Deep learning-based object detection of offshore platforms on Sentinel-1 Imagery and the impact of synthetic training data
- URL: http://arxiv.org/abs/2511.04304v1
- Date: Thu, 06 Nov 2025 12:13:53 GMT
- Title: Deep learning-based object detection of offshore platforms on Sentinel-1 Imagery and the impact of synthetic training data
- Authors: Robin Spanier, Thorsten Hoeser, Claudia Kuenzer,
- Abstract summary: Development of robust models for offshore infrastructure detection relies on comprehensive, balanced datasets.<n>By training deep learning-based YOLOv10 object detection models with a combination of synthetic and real Sentinel-1 satellite imagery, this study investigates the use of synthetic data to enhance model performance.<n>In total, 3,529 offshore platforms were detected, including 411 in the North Sea, 1,519 in the Gulf of Mexico, and 1,593 in the Persian Gulf.

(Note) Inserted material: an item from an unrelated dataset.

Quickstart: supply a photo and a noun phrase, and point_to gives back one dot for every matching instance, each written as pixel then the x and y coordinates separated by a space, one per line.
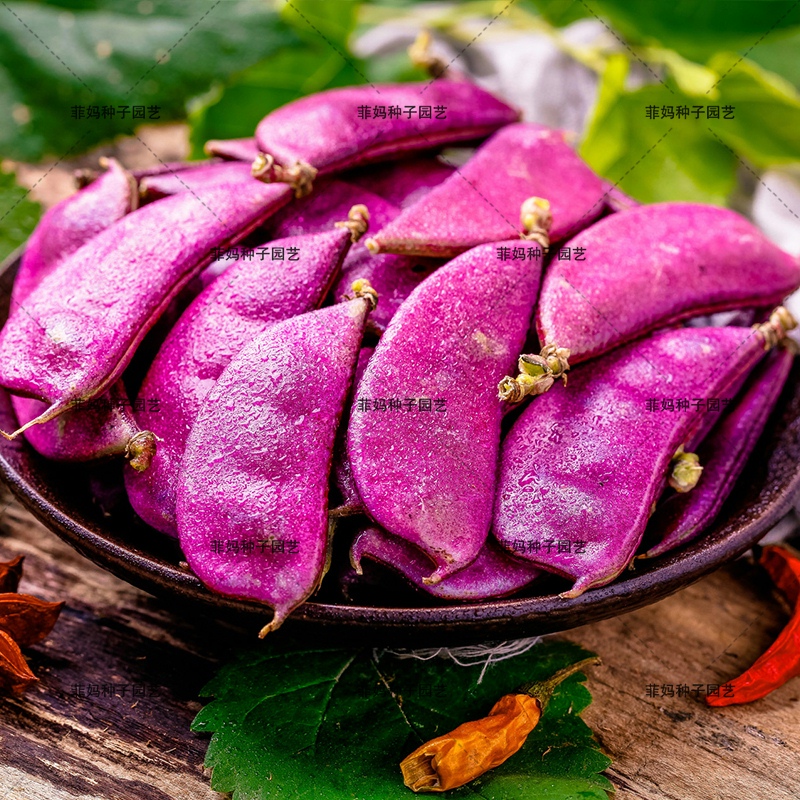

- Score: 0.3823356975862005
- License: http://creativecommons.org/licenses/by/4.0/
- Abstract: The recent and ongoing expansion of marine infrastructure, including offshore wind farms, oil and gas platforms, artificial islands, and aquaculture facilities, highlights the need for effective monitoring systems. The development of robust models for offshore infrastructure detection relies on comprehensive, balanced datasets, but falls short when samples are scarce, particularly for underrepresented object classes, shapes, and sizes. By training deep learning-based YOLOv10 object detection models with a combination of synthetic and real Sentinel-1 satellite imagery acquired in the fourth quarter of 2023 from four regions (Caspian Sea, South China Sea, Gulf of Guinea, and Coast of Brazil), this study investigates the use of synthetic training data to enhance model performance. We evaluated this approach by applying the model to detect offshore platforms in three unseen regions (Gulf of Mexico, North Sea, Persian Gulf) and thereby assess geographic transferability. This region-holdout evaluation demonstrated that the model generalises beyond the training areas. In total, 3,529 offshore platforms were detected, including 411 in the North Sea, 1,519 in the Gulf of Mexico, and 1,593 in the Persian Gulf. The model achieved an F1 score of 0.85, which improved to 0.90 upon incorporating synthetic data. We analysed how synthetic data enhances the representation of unbalanced classes and overall model performance, taking a first step toward globally transferable detection of offshore infrastructure. This study underscores the importance of balanced datasets and highlights synthetic data generation as an effective strategy to address common challenges in remote sensing, demonstrating the potential of deep learning for scalable, global offshore infrastructure monitoring.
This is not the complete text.